China will begin to wake up and invest more resources, maybe even centralise the efforts of all their AI firms to create a God model with exponentially more compute than what is available in the world right now, but it seems unlikely that they'll ever be in the #1 position. We should still be grateful for Chinese efforts and talent, as they've open sourced their work and they're actively making AI more accessible by making it very cheap, but both chip controls and the lack of early state support will end up making it impossible for them to win.
Among Google, xAI & OpenAI, it's too tough to say which firm's model will win, but you can be certain they'll continue to reduce prices or release models for free to capture attention and data.
IV.
Very soon, OpenAI will release o3, o4-mini and o3-pro. Again, o3-pro may end up being the best model but hidden behind a $200 paywall.
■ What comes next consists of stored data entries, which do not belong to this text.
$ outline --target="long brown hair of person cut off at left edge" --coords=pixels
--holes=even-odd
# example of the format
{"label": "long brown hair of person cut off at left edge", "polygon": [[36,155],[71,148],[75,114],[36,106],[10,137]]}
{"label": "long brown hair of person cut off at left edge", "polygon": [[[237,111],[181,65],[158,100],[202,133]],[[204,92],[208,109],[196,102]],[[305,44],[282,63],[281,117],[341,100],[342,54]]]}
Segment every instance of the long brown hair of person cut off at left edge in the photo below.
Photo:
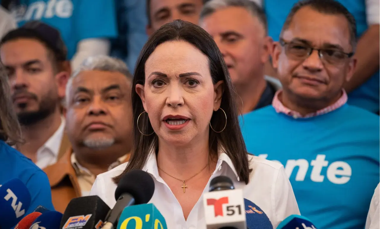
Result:
{"label": "long brown hair of person cut off at left edge", "polygon": [[9,145],[23,143],[21,127],[14,111],[4,66],[0,63],[0,140]]}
You should commend their efforts for still releasing it, not deciding not to, and having a pricing tier where it makes sense to economically serve that model, where they easily could've kept it internal.
But every day that a model from Google, xAI or even DeepSeek remains freely available, and is comparable if not better than the best model behind a $200 subscription, is every day that new users will choose the free option over the paid one.
Every day that some marginally better state of the art AI remains too expensive is everyday a cheaper but almost-equally-capable model takes up all the market share.
Either way, for consumers, this is all good news, at least temporarily.
Till there's a winner in the AI race, models will continue to be cheaper. Models will continue to get smarter. Jobs will continue to get displaced and new jobs will continue to be created.
Science fiction will continue to be eclipsed by our new reality as infinite intelligence remains accessible to everyone.
The question is - what will you do with it?